Além disso, a rápida atualização das normas jurídicas, combinada com a morosidade na divulgação das decisões judiciais e as dificuldades em acompanhar as mudanças jurisprudenciais, gerava defasagem da informação e insegurança jurídica. A atualização dependia da aquisição constante de novas edições de livros e códigos, o que era financeiramente inviável para muitos. A organização e o armazenamento de documentos físicos também representavam um obstáculo prático, demandando espaço físico e tempo para a localização de informações.
O advento da internet e a popularização dos computadores nas décadas de 1980 e 1990 prenunciaram uma nova era para a pesquisa jurídica, marcada pela automação e pela digitalização da informação. É o que vemos em artigo escrito por Borja (1996, p. 10):
“O sistema exigirá deles um maior grau de responsabilidade, pois não estarão controlados como nos centros de educação convencionais. Cada estudante será responsável pelo seu próprio aprendizado, terá todas as informações necessárias, a rede informática, o CD-ROM, a Internet e os novos softwares, constituídos em ferramentas de aprendizado, lhes abrirão horizontes inexplorados para suas tarefas educativas. O disco compacto, capaz de concentrar uma imensa quantidade de informações em forma de texto, imagem, gráficos e som, permitirá ao estudante "navegar" pelas suas informações.
As primeiras bases de dados digitais e os CD-ROMs jurídicos surgiram como alternativas promissoras aos métodos tradicionais, oferecendo aos profissionais do Direito um acesso mais rápido e eficiente a um volume crescente de informações.
Em abril de 2002, o Senado anunciava o lançamento do CD-Rom com 17 mil referências na área de direito. Na época reuniram 71 mil documentos produzidos em 21 anos anteriores. É o que nos mostra matéria do Senado:
[...] Senado preparou edição especial em CD-ROM da Bibliografia Brasileira de Direito (BBD), que reúne referências bibliográficas na área de 1980 a 2001. Praticamente toda a produção de leis, pareceres jurídicos, artigos e outros textos afins do período estão registrados na publicação, que contém cerca de 71 mil documentos. (SENADO FEDERAL, 2022)”
Entre 1980 e 2001, conforme verificado acima, o acervo da biblioteca do Senado cresceu para 71 mil documentos. Atualmente, a Biblioteca Digital do Senado conta com 340 mil documentos, conforme informações disponibilizadas pelo Senado Federal ([s.d.]). Igualmente inovadores à época eram sistemas particulares, como a LexisNexis, que atua há mais de 40 anos na área de processamento e análise de big data (LEXISNEXIS, [s.d.]), e outras iniciativas locais passaram a disponibilizar coleções legislativas e jurisprudenciais em formato digital, permitindo aos usuários realizarem buscas por palavras-chave, por temas e por outros critérios relevantes, sem a necessidade de consultar manualmente os livros e arquivos.

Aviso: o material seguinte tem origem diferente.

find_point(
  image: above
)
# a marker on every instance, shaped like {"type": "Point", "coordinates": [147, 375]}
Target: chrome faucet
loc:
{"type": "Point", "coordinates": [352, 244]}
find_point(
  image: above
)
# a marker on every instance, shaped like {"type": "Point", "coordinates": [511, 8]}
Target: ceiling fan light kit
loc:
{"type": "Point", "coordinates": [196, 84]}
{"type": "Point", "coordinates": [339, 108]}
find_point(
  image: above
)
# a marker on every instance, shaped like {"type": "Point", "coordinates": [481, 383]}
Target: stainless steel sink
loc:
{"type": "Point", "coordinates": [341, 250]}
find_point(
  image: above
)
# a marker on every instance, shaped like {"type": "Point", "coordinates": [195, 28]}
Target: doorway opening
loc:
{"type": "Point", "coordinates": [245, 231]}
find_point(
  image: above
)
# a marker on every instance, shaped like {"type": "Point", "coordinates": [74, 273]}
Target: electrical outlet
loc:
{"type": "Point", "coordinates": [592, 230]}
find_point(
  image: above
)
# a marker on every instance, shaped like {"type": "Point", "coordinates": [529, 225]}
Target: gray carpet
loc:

Outro momento importantíssimo na digitalização foi a promulgação da Lei n. 11.419/2006. Conforme relatado por Muller, Melo, Sewald e Rotta (2014, p. 16), a criação da Lei 11.419, em 19 de dezembro de 2006, que regula a digitalização do processo judicial, define a estrutura legal para o uso de meios eletrônicos no processamento de processos civis, criminais e trabalhistas. Como observam os autores, a evolução das tecnologias de informação, juntamente com essa lei, permitiu a legalização do tribunal digital, que proporcionou serviços jurídicos mais rápidos, baratos e sem papel.
O avanço da internet transformou radicalmente o acesso à informação jurídica, possibilitando que advogados, acadêmicos e operadores do Direito tenham contato imediato com decisões judiciais, doutrinas e debates especializados. Conforme Castells (2002), a era digital promoveu uma reorganização do conhecimento, permitindo maior interatividade e descentralização na produção e no compartilhamento de informações. A disseminação de conteúdos jurídicos por meio de plataformas virtuais, fóruns de discussão, bibliotecas virtuais, de repositórios digitais e bancos de dados contribuiu para tornar o conhecimento mais acessível e atualizado, reduzindo a dependência dos tradicionais meios físicos.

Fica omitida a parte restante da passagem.